The Magi visiting the Messiah is where you realize that Matthew is not a real story but a fable. People do things because the story dictates that they do it.
God uses a star to guide the Magi, a star which curiously no one else responds to, yet rather than directing them directly to Bethlehem it instead diverts them to Jerusalem and then disappears for… reasons. Jerusalem really isn’t a good place to leave the Magi without a guide because Herod, who wants to kill the Messiah, is there. Fortunately for Herod he hears about the Magi who are wandering around asking for the Messiah, and so brings them in to question them.
The Magi seem oblivious to the danger to either themselves or the Messiah of discussing the new born king of the Jews with the current king of Judea, and so are quite happy to have a chinwag. Herod grills them to find out when the star appeared and they cough up with the answer, which gives him a pretty good estimate for when the Messiah was born. Herod forms a cunning plan – he’ll direct the Magi to Bethlehem and after they find the child he’ll have them report back to him about it.
Herod should get out of the nefarious evildoer business. He could have had assassins follow the Magi the whole 10 kilometers to Bethlehem, or he could have had assassins disguised as guides travel with them the whole 10 kilometers to Bethlehem, or when the star reappeared to guide the Magi again he could have just followed it the whole 10 kilometers to Bethlehem. Or, since he already knew the age of the Messiah, and since he was prepared to kill all the infant male children anyway, he could have gone the whole 10 kilometers straight to Bethlehem and killed them all right then. Pretty much any proactive plan would have been better than the one he decided upon.

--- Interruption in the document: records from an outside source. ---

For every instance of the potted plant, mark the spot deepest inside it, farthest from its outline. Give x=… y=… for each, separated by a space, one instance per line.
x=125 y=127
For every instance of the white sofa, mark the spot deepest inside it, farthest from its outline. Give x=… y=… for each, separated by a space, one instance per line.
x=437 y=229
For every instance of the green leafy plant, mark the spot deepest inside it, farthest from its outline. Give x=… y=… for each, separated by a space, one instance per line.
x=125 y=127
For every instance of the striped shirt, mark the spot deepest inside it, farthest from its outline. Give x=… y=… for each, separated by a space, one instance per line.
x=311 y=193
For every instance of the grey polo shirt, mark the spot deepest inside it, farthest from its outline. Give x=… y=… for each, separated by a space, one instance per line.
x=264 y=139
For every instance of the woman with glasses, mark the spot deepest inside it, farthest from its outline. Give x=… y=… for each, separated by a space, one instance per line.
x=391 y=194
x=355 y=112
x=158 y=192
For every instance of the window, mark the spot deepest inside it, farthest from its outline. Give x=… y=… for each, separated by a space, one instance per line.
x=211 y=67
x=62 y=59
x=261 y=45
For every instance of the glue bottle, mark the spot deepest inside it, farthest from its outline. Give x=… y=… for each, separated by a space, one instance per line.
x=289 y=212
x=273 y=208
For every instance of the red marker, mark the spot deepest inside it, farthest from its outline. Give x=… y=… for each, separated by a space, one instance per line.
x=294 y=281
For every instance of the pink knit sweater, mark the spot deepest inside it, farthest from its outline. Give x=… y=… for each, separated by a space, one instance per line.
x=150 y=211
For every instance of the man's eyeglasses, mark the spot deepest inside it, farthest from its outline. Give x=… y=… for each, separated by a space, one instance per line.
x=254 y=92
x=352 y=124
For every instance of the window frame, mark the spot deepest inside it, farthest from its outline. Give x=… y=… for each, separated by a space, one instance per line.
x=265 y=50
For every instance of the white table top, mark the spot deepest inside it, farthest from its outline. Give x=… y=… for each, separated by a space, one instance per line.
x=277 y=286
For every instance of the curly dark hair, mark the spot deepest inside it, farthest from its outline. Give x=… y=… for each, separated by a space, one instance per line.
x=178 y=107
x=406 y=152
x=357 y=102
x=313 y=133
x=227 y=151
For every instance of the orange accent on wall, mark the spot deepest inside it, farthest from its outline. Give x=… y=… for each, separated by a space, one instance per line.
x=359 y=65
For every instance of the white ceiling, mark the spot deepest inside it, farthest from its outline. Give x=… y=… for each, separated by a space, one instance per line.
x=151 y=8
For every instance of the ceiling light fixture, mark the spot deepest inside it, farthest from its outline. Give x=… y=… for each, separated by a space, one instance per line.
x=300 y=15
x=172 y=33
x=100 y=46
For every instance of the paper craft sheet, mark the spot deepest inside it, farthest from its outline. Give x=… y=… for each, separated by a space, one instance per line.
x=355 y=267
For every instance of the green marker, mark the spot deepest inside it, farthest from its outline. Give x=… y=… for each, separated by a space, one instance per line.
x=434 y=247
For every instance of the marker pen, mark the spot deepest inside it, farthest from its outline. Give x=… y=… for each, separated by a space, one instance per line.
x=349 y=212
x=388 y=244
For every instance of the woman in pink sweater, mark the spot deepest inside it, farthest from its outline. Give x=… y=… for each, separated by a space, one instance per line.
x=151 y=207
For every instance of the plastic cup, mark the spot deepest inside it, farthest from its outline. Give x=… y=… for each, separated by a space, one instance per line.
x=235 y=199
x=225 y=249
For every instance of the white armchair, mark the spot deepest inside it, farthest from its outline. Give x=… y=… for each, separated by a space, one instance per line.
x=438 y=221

The kicker is Matthew 2: 12 which is, “And having been warned in a dream not to go back to Herod, they [the Magi] returned to their country by another route.” So God could not only have sent the Magi directly to the right house (not guest house with manger in this version) in Bethlehem, but he could also have warned the Magi by dream of Herod’s duplicity just in case they should run into him or his men, since they were just 10 kilometers up the road. Just as when he decided to inform Joseph after the fact about impregnating Mary, once again God seems to be very unconcerned about the harm his actions have on people.
If the actions of the characters make any sense to you then you’ve got a big future in writing for daytime soap operas. And before you bring up prophecy as the why the people did the things they did, have a very careful think about who created those prophecies, or what it means to freewill to have people forced into actions because of it.